True “dog people” are considered such because they think so highly of the canine. Not only do they consider their dog almost as much a part of the family as the children, they tend to respect a dog’s patience, tolerance and unqualified devotion. I know because I’m one of them.
You Are a Dog is designed for dog people, purportedly being a dog’s eye view of the world and “dogness.” Sadly, the book is a cur.
This slim volume has moments that may bring a smile with some comment or observation a dog owner can imagine coming from or accurately describing their canine. Overall, though, the book tries too hard and uses far far far too many cutesy names for the humans in the dog’s life. There is only so much the “Man Who Stings Your Hip,” “She Who Seldom Drops Cheese on the Floor,” “He Who Leaves the Seat Up So You Might Drink,” “He Who Does This” and “She Who Does That” a person can tolerate before the device becomes inane. This is especially so when the vast majority of these names apply to members of the dog’s human family. Every family member seems to have an unlimited number of such names and shifting identities.

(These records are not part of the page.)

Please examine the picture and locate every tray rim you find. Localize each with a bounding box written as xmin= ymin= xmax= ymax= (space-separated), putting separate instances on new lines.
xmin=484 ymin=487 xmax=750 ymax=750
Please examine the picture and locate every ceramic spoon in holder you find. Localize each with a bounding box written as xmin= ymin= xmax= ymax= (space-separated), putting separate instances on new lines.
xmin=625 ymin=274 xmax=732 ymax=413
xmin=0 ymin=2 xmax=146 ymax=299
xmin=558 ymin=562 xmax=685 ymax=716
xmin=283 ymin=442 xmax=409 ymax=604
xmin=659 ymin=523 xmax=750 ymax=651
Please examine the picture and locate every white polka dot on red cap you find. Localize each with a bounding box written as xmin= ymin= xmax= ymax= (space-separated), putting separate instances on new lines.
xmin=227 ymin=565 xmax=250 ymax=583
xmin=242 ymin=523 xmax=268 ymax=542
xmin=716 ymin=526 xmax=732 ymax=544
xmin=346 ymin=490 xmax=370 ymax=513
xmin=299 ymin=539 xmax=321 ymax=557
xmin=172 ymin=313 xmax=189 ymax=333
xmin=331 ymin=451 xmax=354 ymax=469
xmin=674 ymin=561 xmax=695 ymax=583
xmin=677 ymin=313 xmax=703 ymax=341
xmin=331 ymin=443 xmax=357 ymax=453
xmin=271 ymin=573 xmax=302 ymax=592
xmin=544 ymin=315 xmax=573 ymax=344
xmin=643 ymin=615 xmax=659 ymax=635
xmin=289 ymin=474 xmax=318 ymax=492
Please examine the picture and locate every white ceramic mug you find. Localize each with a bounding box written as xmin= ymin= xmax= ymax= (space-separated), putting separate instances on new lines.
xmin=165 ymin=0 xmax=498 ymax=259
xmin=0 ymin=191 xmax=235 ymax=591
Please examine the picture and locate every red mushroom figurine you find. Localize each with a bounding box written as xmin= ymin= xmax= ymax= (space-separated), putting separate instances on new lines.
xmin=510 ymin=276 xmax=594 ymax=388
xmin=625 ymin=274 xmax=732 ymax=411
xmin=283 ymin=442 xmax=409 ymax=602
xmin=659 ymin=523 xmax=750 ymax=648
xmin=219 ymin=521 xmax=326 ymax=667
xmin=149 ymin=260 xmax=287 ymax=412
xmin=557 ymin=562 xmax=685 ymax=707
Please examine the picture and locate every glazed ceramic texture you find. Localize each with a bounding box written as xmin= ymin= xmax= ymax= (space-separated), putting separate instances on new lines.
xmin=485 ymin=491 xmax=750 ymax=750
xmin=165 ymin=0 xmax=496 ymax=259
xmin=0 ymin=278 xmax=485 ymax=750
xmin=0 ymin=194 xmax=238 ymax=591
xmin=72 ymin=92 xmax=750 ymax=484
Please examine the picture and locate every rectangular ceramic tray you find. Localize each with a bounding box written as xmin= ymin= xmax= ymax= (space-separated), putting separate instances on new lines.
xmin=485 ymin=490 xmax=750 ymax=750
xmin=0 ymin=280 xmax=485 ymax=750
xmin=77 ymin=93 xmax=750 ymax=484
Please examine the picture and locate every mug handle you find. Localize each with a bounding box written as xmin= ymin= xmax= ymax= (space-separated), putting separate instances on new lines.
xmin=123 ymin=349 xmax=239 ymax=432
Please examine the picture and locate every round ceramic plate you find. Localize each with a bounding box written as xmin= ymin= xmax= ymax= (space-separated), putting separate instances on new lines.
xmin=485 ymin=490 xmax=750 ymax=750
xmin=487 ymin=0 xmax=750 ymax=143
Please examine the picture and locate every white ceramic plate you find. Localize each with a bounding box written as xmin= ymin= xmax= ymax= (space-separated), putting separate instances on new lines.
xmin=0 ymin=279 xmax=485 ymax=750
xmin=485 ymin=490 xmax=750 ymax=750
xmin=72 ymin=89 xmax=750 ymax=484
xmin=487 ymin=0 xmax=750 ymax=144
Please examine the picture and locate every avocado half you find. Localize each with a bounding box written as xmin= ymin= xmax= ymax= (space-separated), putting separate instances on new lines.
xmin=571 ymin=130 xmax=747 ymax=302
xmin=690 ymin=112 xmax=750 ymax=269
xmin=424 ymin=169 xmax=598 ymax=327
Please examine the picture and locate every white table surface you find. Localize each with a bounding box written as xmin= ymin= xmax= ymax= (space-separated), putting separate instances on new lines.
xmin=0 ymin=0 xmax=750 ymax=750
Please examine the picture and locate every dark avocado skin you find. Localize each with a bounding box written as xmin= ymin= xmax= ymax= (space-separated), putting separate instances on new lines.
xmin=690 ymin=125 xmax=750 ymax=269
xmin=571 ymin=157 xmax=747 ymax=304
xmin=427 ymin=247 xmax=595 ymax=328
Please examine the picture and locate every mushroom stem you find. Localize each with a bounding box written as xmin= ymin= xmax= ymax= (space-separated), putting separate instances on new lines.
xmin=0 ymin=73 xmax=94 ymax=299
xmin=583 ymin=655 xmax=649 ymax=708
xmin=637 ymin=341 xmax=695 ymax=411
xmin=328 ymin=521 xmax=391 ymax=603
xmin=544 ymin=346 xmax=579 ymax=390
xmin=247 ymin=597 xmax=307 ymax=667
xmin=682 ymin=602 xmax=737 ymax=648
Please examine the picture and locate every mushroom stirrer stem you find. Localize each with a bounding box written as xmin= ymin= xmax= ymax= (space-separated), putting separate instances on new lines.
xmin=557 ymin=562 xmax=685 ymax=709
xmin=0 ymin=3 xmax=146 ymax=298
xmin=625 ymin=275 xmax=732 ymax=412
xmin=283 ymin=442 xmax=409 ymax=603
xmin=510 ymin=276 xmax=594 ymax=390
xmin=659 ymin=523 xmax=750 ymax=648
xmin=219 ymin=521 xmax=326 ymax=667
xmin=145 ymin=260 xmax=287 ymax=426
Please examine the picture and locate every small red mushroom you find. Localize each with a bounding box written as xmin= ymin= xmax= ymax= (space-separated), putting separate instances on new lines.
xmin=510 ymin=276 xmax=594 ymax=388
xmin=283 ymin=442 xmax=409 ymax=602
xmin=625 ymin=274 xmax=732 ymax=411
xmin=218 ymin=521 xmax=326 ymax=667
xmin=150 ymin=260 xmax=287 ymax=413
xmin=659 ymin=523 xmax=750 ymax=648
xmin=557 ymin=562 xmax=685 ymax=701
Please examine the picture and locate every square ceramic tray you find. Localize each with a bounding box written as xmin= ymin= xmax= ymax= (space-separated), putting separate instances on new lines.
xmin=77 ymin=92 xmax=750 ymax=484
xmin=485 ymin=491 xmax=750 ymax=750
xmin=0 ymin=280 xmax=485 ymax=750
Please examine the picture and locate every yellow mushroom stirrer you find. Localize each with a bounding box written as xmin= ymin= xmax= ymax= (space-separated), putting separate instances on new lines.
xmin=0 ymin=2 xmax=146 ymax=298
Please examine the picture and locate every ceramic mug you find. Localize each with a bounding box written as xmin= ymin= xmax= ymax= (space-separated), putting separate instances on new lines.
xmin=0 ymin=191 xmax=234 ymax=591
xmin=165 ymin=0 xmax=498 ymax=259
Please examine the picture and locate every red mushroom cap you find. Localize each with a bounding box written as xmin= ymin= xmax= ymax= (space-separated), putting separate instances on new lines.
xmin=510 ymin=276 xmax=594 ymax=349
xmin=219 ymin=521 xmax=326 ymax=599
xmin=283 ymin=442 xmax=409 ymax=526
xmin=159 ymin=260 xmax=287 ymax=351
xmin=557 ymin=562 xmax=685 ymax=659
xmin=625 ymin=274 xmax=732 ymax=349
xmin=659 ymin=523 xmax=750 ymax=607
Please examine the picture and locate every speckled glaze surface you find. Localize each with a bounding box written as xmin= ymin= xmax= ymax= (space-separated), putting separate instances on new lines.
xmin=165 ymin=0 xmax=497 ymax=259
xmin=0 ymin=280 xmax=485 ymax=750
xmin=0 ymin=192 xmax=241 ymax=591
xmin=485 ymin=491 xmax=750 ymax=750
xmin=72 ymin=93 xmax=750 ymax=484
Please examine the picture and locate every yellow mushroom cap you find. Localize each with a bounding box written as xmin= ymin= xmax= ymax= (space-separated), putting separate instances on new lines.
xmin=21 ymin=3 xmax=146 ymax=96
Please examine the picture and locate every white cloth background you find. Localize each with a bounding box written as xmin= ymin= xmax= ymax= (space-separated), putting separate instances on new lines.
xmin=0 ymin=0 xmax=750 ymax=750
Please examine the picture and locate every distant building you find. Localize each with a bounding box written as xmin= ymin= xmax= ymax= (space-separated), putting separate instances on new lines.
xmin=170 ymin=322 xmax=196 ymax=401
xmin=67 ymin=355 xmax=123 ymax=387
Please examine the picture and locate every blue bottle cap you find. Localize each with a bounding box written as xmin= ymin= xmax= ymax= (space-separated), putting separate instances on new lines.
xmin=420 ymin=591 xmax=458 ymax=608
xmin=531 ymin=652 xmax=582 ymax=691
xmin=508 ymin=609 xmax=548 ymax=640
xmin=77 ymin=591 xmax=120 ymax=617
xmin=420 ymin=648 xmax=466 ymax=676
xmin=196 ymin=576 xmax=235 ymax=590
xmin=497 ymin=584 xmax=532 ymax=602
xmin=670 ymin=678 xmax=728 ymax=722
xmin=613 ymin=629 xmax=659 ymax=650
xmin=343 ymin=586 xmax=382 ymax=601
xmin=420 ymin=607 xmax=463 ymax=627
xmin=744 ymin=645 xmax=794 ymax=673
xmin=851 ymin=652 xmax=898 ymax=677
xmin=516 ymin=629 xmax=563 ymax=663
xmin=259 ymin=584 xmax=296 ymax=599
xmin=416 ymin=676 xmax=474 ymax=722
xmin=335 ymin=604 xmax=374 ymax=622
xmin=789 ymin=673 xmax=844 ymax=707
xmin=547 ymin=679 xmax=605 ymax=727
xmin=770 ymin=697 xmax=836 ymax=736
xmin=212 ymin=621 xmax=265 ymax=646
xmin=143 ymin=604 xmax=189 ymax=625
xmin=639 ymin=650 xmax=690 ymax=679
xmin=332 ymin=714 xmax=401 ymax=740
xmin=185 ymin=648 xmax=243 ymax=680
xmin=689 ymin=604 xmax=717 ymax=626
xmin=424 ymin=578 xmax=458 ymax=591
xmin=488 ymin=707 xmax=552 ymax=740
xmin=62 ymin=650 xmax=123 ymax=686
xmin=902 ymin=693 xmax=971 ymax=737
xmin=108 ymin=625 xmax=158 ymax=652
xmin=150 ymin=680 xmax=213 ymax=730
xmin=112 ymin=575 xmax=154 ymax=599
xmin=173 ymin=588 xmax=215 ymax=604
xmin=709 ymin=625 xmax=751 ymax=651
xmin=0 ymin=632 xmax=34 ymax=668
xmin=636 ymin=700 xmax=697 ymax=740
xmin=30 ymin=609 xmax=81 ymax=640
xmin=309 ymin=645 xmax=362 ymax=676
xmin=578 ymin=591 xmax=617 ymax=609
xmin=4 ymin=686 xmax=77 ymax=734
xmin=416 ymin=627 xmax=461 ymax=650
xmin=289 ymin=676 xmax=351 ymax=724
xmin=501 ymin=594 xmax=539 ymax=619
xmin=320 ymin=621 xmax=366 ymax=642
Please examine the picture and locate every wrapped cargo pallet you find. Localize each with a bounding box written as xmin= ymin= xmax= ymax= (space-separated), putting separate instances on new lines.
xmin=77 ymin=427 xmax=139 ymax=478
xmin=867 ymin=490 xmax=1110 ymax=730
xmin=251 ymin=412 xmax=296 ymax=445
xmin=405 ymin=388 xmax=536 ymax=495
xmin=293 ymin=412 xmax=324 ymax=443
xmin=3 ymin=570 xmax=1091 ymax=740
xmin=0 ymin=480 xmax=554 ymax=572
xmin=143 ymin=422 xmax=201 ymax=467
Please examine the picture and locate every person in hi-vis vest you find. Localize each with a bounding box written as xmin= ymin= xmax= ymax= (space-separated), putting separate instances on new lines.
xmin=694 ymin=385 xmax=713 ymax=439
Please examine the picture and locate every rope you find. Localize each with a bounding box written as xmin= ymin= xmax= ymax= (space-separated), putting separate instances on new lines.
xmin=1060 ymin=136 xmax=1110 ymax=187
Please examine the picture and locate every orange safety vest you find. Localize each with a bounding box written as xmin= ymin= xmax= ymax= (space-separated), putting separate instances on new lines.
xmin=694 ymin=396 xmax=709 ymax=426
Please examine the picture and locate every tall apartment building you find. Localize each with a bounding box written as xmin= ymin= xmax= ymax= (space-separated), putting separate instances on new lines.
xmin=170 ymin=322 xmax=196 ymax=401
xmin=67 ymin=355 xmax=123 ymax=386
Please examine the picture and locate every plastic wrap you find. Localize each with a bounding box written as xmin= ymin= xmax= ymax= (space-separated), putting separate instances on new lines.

The book examines the standpoint, thoughts and philosophy of a dog by looking at some of life’s constituent parts. For example, there are chapters on “Items in the House,” “Eat and Drink,” “Rest and Sleep,” and “Of Work and Play.” The last chapter is “Gnosis,” an effort to summarize the book’s prior efforts at imbuing canines with some sort of philosophy of life. Some elements of dogness would be worthy attributes for humans to pursue but this is an almost sappy ending. Put simply, the repeated efforts at being humorous, insightful and poignant too often come off as cloying.
You Are a Dog may be cute but it’s a runt in the prose litter.